POLITICS
03/21/2013 09:18 pm ET

Senate Republicans Propose Measures To Force Obama, Biden Into Health Insurance Exchanges

WASHINGTON -- While some Republicans are using the ongoing budget debate to push symbolic campaigns to defund or repeal Obamacare, two Republican senators are taking a more subtle swipe at President Barack Obama with a move to force him and other administration officials to use the health care law's exchanges to get their own medical coverage.

The Hill reported on Thursday that Sen. Susan Collins (R-Maine) and Sen. Kelly Ayotte (R-N.H.) both offered amendments that would compel Obama, Vice President Joe Biden and all cabinet members to give up their federal employee health coverage in favor of the public health insurance exchanges set to begin enrollment later this year.

The GOP senators' push comes on the three-year anniversary of the Affordable Care Act. It builds off a failed provision, proposed by Sen. Chuck Grassley (R-Iowa) in 2010 ahead of the bill's passage, that would have removed an exemption allowing Obama and members of his administration to opt out of the Obamacare exchanges.
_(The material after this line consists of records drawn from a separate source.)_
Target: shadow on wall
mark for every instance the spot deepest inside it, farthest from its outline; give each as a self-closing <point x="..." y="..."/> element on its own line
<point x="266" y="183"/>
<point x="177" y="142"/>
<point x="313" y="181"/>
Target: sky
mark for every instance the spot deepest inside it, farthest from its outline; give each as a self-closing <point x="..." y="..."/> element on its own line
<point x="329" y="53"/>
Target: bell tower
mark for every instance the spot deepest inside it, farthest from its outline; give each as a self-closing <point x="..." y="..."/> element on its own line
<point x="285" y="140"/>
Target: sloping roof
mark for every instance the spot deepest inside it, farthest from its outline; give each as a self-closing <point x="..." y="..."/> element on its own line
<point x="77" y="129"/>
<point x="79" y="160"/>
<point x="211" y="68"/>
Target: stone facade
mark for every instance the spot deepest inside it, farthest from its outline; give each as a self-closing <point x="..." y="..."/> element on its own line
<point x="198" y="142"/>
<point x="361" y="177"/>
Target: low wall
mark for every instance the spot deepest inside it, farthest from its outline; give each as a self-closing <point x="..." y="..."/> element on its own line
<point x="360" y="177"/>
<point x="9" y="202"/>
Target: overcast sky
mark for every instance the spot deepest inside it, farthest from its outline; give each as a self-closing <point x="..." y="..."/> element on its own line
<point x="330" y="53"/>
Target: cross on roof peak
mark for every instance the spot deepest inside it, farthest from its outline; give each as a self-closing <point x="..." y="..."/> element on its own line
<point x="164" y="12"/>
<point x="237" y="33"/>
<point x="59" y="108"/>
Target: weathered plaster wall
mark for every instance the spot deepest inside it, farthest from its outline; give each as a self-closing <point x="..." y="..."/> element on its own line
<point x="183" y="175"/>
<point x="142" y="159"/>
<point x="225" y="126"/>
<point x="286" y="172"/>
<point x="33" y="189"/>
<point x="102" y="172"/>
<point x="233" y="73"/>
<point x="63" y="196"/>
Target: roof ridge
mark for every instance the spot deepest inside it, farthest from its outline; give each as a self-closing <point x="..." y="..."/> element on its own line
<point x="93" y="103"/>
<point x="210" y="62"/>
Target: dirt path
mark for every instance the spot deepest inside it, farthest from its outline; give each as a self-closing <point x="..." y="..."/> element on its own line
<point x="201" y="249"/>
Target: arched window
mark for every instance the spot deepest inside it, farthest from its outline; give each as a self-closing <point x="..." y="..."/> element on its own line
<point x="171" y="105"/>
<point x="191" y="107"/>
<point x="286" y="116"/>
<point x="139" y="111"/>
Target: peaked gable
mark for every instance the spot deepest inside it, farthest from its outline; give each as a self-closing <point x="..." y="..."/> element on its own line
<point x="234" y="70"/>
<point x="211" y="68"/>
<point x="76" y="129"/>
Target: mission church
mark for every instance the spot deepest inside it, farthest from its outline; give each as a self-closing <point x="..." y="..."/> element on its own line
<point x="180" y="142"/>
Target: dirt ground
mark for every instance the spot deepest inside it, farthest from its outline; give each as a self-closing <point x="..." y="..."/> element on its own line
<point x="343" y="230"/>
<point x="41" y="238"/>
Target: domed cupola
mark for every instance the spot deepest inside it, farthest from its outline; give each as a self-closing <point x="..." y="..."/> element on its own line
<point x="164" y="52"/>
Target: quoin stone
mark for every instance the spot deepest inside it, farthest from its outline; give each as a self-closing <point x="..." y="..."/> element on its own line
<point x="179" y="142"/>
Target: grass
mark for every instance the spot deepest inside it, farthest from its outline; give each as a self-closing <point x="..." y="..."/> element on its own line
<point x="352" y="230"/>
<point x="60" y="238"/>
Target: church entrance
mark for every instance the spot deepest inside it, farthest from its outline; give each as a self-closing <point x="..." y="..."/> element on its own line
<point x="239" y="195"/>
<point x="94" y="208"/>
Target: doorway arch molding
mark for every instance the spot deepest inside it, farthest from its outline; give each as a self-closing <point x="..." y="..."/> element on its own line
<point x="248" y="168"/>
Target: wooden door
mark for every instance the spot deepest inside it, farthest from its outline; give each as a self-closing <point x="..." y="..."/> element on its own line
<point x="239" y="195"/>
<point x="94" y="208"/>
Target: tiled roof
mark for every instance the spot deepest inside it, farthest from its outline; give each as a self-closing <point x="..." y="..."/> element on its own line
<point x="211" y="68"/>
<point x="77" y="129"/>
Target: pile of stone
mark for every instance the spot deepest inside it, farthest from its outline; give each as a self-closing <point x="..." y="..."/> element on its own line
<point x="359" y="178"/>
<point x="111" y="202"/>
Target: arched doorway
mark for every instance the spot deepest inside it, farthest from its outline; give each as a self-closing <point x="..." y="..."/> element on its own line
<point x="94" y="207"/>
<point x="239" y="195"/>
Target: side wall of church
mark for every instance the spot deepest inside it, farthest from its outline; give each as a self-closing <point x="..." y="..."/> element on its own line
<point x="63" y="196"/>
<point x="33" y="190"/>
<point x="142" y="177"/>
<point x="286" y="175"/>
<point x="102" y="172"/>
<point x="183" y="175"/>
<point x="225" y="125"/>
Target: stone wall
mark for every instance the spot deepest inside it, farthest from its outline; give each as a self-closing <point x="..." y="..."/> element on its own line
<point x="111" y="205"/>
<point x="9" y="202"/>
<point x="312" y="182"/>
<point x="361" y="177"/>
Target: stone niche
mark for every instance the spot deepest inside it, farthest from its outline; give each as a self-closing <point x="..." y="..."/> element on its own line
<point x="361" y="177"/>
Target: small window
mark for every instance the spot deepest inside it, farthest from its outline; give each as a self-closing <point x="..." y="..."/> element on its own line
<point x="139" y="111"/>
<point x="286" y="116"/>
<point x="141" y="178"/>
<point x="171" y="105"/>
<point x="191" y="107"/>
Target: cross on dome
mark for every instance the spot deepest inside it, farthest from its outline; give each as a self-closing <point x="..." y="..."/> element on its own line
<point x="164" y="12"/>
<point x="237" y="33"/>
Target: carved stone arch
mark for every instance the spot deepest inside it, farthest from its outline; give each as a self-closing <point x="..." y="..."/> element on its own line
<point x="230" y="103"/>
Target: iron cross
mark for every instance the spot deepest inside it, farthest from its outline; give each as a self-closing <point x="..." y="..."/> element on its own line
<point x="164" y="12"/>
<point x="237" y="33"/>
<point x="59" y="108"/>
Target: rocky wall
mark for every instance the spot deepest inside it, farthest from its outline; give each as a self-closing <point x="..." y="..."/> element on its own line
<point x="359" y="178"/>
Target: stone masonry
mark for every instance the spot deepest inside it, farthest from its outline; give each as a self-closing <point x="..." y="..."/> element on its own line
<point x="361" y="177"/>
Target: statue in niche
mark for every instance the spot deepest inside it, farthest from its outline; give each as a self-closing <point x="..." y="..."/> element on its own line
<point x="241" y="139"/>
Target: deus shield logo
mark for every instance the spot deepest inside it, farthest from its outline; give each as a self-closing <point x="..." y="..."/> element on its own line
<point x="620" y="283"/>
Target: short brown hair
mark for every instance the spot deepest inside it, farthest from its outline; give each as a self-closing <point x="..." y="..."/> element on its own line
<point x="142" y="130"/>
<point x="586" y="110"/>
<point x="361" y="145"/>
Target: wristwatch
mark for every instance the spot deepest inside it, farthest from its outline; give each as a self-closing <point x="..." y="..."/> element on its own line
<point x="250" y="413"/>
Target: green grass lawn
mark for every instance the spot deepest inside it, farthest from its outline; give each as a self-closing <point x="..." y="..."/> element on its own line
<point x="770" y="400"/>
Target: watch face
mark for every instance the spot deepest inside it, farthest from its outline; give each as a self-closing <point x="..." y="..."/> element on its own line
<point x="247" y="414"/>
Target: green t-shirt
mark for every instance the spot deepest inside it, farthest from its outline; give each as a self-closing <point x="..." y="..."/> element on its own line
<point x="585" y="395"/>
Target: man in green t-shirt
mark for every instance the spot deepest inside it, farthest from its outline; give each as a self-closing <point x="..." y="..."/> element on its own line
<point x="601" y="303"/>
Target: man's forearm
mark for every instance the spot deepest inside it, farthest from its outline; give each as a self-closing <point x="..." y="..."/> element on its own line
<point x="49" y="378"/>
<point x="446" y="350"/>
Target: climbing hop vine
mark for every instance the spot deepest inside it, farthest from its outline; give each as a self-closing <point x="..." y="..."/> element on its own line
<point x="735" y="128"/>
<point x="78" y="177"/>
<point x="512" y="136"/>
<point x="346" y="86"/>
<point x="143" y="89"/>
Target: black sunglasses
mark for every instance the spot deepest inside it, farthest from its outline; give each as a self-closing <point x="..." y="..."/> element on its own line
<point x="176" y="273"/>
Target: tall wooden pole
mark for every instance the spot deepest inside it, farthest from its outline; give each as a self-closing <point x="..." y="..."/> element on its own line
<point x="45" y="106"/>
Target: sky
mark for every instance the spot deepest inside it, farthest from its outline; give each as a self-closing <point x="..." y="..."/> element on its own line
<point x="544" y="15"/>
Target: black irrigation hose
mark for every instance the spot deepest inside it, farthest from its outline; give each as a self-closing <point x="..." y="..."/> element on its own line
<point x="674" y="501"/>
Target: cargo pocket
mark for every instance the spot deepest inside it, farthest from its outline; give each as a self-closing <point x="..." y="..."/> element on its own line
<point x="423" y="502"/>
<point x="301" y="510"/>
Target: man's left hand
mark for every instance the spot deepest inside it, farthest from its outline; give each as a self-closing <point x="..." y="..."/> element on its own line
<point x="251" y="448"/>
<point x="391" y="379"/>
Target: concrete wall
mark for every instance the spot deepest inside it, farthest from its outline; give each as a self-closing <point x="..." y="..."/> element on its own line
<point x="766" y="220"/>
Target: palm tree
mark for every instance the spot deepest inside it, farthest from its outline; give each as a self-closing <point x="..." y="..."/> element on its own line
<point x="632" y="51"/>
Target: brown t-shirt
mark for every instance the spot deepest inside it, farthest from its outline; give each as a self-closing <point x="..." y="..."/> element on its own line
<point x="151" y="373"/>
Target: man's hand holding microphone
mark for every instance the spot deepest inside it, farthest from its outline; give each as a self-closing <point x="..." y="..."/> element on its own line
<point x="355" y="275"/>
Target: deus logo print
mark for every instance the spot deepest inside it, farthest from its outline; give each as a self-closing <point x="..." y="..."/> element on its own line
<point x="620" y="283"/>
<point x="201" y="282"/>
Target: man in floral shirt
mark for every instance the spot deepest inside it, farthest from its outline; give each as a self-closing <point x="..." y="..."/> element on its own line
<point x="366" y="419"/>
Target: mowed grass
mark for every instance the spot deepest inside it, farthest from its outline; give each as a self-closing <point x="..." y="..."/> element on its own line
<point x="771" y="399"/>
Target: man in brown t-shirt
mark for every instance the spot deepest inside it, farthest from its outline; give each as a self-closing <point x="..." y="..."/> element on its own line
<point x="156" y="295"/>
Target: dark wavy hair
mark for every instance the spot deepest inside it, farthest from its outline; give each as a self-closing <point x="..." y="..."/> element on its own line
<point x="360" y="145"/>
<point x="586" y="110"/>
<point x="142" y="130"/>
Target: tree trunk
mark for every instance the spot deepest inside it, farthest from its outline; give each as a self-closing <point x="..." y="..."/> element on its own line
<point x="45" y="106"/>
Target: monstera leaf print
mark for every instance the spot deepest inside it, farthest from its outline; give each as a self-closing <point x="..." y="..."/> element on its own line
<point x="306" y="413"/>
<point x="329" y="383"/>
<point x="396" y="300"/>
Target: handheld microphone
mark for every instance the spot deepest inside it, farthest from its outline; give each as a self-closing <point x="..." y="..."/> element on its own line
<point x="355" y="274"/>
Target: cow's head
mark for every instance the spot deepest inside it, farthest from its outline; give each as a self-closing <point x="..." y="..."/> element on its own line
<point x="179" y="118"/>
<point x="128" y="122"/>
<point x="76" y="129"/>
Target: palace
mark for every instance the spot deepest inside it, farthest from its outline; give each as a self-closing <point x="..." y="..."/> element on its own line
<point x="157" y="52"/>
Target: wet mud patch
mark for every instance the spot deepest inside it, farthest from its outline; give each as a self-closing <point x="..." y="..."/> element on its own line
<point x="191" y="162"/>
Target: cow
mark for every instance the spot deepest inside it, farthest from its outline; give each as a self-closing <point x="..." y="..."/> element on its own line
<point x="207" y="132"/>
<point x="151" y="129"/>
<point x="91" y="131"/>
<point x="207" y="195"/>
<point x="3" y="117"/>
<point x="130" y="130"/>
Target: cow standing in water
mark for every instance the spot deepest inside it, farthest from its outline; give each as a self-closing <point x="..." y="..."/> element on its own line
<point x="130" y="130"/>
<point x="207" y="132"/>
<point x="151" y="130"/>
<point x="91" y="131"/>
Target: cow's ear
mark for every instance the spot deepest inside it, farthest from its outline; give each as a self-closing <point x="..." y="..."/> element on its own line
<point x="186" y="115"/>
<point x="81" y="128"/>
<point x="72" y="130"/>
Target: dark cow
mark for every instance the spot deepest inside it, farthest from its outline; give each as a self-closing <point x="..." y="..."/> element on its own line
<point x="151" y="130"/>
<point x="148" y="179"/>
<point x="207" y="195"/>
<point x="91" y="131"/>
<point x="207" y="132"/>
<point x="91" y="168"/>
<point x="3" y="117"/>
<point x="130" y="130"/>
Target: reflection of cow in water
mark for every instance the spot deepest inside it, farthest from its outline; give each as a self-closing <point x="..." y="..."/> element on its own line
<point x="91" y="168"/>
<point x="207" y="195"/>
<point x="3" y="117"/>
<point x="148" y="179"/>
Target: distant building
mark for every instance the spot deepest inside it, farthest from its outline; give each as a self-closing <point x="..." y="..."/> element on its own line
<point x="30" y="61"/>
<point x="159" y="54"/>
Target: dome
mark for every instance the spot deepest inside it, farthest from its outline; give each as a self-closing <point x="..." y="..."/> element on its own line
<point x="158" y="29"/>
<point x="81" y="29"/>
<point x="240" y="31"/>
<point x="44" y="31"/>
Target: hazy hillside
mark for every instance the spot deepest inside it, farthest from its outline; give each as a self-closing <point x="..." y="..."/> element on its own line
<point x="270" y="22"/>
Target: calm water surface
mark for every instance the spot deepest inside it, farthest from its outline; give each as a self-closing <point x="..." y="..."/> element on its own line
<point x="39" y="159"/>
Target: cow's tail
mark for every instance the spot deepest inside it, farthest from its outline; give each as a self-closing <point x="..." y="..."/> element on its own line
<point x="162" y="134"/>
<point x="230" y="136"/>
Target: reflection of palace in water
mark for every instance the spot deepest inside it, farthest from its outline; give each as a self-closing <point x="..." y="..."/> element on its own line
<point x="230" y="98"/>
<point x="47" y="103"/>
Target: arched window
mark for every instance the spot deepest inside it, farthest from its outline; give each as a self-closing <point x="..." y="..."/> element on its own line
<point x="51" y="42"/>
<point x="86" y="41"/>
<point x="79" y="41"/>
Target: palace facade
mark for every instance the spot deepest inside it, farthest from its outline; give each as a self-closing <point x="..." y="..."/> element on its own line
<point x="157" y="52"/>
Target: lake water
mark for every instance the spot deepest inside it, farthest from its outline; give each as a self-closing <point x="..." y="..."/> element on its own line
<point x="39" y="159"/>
At the time, the White House responded by claiming that Obama planned to voluntarily participate in an exchange.

According to a Politico report on Thursday, the president's plans haven't changed. But as Politico also noted, any decision by Obama or Biden to get coverage through Obamacare exchanges would be more about public perception than anything else:

It would be a purely symbolic gesture -- much like his decision to cast the first early ballot by a sitting president last year -- in part because he’ll still have access to the White House Medical Unit and the official physician to the president, an office that has served every executive since the Revolution. According to a White House description of the medical unit, the office “provides worldwide emergency action response and comprehensive medical care to the president, the vice president and their families.”

The amendments from Collins and Ayotte seeking to force the issue are similarly about posturing. As The Hill noted, "because budgets do not become law, none of these proposals would take effect even if the House and Senate were to agree on the underlying budget."

Regardless of whether Obama follows through with his promise, the health insurance exchanges under the Affordable Care Act will begin enrolling applicants in October. In January 2014, they'll begin providing coverage.